Some time ago I started a topic on comp.lang.c++
about possible bug in g++ found by me. Although there was
no general agreement as to whether it's a compiler bug or language
underspecification, there was a conclusion that something was
definitely wrong with my code example since g++ and Visual C++
handled it differently. I also sent a bug report to g++ bugzilla
more than a month ago, but no one seemed to care
as I receved no reply and bug status hasn't changed.
Consider this definition:
namespace Foo
{
int x;
class Foo
{
public:
static int x;
};
int Foo::x;
}
and test code in which it's used:
int main()
{
using namespace Foo;
Foo::x;
return 0;
}
Both g++ 4.7.2 and g++ 4.8.1 accept the above code even
though Foo::x is ambiguous: could be either a global variable
in namespace Foo or static member of class Foo.
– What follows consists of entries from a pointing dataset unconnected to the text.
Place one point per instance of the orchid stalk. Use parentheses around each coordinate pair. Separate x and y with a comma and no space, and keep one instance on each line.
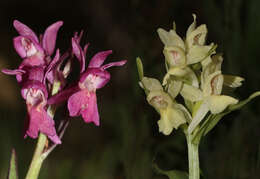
(191,95)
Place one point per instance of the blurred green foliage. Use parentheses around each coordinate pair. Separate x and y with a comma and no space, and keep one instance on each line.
(127,142)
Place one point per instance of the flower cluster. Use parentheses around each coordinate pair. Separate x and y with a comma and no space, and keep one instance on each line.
(193,85)
(42,74)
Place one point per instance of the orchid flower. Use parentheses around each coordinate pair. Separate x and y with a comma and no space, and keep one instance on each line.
(31,75)
(210,97)
(179,53)
(30,48)
(35,94)
(172,113)
(82,97)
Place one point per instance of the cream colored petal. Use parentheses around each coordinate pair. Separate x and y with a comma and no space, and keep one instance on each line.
(207,85)
(197,36)
(186,113)
(164,35)
(197,53)
(174,88)
(198,116)
(233,81)
(151,84)
(191,93)
(184,74)
(175,56)
(218,103)
(159,99)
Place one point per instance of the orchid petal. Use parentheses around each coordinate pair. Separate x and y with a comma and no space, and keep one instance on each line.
(94,78)
(51,67)
(197,53)
(99,59)
(119,63)
(63,95)
(218,103)
(90,114)
(35,85)
(24,30)
(198,115)
(174,88)
(77,50)
(151,84)
(192,26)
(233,81)
(170,38)
(39,120)
(49,37)
(13,72)
(175,56)
(170,118)
(78,102)
(197,36)
(191,93)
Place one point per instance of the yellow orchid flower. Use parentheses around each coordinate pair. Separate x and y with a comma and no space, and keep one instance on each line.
(172,114)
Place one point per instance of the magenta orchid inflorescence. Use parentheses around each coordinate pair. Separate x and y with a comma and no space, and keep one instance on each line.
(40,70)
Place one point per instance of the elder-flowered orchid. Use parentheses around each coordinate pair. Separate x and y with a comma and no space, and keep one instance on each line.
(35,95)
(172,114)
(82,97)
(31,73)
(35,51)
(179,53)
(209,98)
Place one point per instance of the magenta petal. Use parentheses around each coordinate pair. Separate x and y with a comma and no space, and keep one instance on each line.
(119,63)
(77,50)
(50,72)
(77,102)
(49,37)
(17,72)
(13,72)
(63,95)
(36,85)
(39,120)
(95,77)
(99,59)
(35,73)
(24,30)
(17,41)
(90,114)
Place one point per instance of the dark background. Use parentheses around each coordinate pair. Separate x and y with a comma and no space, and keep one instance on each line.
(128,141)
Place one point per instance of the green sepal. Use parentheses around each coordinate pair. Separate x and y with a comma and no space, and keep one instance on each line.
(140,68)
(12,171)
(172,174)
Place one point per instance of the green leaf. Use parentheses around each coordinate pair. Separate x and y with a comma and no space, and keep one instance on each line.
(140,67)
(12,172)
(172,174)
(213,120)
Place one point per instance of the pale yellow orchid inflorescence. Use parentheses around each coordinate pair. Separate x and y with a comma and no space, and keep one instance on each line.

Visual C++ 2013
rejects the code with "error C2872: 'Foo' : ambiguous symbol could
be 'Foo' or 'Foo::Foo'", g++ simply resolves Foo::x to global
variable x.
If I comment out the global variable x from namespace definition
then both g++ 4.7.2 and g++ 4.8.1 reject the code with
"error: 'x' is not a member of 'Foo'", so they fail to find
the static member of class Foo unless I qualify it as Foo::Foo::x
(which should not be necessary due to "using" directive).
What's your opinion? Personally I think Visual C++ is right
here. Since this is a group focused on C++ standard
compliance you can probably decide what's the correct way
a compiler should handle my example.